Alcuni luoghi di Vicenza nascono (o risorgono) dalla stratificazione di vicende politiche, amministrative e sociali, e continuano a vivere grazie all’impegno di cittadini e persone che li hanno a cuore. Uno di questi è la Ex Centrale del latte, protagonista del libro Vicenza un luogo centrale” (collana Storia e Storie, 160 pagine, molte arricchite di foto di cronaca e le ultime 15 di foto storiche, editore L’altra stampa srl, 15 euro in libreria, sul nostro shop e su Amazon), presentato questa mattina nella sala della Parrocchia Cuore Immacolato di Maria, nota a tanti come CIM, nel quartiere San Bortolo dagli autori, i giornalisti Giovanni Coviello e Serena Balbo, con la moderazione del collega dell’ANSA Luca Pozza.

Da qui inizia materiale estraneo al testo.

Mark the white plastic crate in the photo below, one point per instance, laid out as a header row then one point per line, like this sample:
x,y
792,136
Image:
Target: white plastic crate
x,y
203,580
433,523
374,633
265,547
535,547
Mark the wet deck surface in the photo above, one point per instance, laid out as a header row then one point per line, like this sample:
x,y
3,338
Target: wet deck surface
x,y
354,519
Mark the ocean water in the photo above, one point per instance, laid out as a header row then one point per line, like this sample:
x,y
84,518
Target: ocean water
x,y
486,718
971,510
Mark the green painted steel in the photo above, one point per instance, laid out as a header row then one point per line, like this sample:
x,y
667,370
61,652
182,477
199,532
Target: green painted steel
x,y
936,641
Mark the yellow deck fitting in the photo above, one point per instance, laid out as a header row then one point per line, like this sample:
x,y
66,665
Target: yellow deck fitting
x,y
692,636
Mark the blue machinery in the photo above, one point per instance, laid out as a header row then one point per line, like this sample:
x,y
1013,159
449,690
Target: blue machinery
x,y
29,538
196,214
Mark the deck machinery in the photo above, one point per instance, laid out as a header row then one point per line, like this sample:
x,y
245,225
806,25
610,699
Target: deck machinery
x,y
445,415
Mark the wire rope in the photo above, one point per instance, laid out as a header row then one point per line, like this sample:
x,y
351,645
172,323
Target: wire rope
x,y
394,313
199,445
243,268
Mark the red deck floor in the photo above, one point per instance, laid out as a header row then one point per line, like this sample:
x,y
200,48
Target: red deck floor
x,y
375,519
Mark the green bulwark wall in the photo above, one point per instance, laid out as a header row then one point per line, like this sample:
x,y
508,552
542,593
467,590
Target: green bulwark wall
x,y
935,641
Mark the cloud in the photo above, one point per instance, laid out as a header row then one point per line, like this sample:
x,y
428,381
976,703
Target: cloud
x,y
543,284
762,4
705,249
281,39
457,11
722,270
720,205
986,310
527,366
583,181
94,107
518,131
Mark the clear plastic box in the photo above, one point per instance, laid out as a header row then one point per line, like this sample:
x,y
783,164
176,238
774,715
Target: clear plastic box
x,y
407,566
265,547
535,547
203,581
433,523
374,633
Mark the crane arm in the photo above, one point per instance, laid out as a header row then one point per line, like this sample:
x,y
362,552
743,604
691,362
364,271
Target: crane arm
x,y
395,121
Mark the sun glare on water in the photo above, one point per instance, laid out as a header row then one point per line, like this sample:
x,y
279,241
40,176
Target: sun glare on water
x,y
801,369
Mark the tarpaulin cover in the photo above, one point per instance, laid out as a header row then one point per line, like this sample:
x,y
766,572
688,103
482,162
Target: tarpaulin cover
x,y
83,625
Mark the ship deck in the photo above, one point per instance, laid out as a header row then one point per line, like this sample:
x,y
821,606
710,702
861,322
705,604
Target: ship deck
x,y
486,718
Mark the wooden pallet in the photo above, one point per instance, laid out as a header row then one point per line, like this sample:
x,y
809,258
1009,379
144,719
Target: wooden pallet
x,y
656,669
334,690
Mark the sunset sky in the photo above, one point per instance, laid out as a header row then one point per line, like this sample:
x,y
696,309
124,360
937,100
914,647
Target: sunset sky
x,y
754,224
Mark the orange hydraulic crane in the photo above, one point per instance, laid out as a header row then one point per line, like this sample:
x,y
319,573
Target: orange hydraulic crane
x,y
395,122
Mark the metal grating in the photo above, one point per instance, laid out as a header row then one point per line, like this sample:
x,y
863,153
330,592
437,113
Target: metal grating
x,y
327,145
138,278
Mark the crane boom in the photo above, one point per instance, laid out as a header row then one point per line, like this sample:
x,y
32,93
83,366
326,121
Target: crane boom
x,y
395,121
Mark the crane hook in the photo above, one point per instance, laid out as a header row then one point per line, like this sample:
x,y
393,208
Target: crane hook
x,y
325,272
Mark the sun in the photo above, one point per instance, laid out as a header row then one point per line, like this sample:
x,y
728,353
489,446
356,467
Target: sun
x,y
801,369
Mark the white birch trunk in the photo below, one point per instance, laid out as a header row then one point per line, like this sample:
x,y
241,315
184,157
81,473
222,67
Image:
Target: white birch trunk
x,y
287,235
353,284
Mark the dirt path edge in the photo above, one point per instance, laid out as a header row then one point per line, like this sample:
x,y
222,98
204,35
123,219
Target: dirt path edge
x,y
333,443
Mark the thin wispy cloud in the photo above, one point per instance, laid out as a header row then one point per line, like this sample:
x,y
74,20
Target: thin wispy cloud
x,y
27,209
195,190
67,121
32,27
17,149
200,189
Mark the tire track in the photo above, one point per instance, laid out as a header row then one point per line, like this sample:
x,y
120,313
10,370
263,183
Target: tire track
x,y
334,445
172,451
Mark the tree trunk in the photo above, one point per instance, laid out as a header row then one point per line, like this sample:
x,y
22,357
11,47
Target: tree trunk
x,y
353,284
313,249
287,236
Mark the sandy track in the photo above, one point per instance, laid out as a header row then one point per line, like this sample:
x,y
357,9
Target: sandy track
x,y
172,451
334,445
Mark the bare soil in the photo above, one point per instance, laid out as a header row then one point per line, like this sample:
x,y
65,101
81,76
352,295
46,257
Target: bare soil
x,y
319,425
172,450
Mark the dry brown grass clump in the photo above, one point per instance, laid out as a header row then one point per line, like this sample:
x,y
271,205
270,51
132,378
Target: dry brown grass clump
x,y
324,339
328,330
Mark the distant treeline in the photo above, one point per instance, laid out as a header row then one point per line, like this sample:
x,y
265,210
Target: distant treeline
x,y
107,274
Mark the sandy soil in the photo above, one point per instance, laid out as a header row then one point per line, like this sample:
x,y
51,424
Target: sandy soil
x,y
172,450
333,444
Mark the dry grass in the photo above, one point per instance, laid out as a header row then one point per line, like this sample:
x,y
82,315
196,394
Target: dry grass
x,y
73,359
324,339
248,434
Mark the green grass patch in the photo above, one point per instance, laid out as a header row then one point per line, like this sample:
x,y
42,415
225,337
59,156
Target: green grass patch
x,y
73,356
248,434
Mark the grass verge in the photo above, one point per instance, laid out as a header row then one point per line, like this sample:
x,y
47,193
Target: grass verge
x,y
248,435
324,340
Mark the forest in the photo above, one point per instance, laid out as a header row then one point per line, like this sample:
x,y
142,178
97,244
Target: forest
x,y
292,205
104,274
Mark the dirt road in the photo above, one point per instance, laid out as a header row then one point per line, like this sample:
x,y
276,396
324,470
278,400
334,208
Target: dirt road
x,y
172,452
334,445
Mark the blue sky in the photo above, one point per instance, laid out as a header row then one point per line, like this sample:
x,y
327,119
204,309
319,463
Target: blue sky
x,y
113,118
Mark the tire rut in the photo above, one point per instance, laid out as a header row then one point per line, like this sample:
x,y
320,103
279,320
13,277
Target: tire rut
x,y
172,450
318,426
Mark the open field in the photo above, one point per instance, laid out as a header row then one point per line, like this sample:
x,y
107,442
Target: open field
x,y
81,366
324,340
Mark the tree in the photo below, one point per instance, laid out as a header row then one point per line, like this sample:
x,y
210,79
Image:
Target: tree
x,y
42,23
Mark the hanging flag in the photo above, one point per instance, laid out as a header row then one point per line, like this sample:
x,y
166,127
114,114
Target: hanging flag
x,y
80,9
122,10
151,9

Assente per impegni istituzionali Francesco Rucco, erano presenti, assieme a tanti cittadini del quartiere S. Bortolo e a Giancarlo Albera, padrone di casa, animatore storico dei comitati per l’uso pubblico degli spazi della ex Centrale e fonte importante per la stesura del volume, ben tre dei quattro sindaci coinvolti nella storia della Ex Centrale del latte di Vicenza che hanno contribuito, anche loro e con Rucco, al volume con la redazione di una prefazione ciascuno: Enrico Hüllweck, Achille Variati e Giacomo Possamai. C’erano in prima fila anche gli assessori Leonardo Nicolai – ora protagonista della nuova vita degli spazi di Via Medici e anch’egli autore di un intervento nel libro, come i sindaci e l’ingegnere torinese Riccardo Pozzoli dell’allora “nuova” Centrale del Latte acquistata dai “piemontesi” che rappresentava – e Giovanni Selmo, Francesca Cremaro, Marketing & Communication oltre che Brand Manager della Centrale del Latte d’Italia S.p.a., Angelo Guzzo e Luigino Sibillin, portatori anche di importanti “memorie” di quell’epoca, e il segretario provinciale del Pd vicentino, Davide Giacomin.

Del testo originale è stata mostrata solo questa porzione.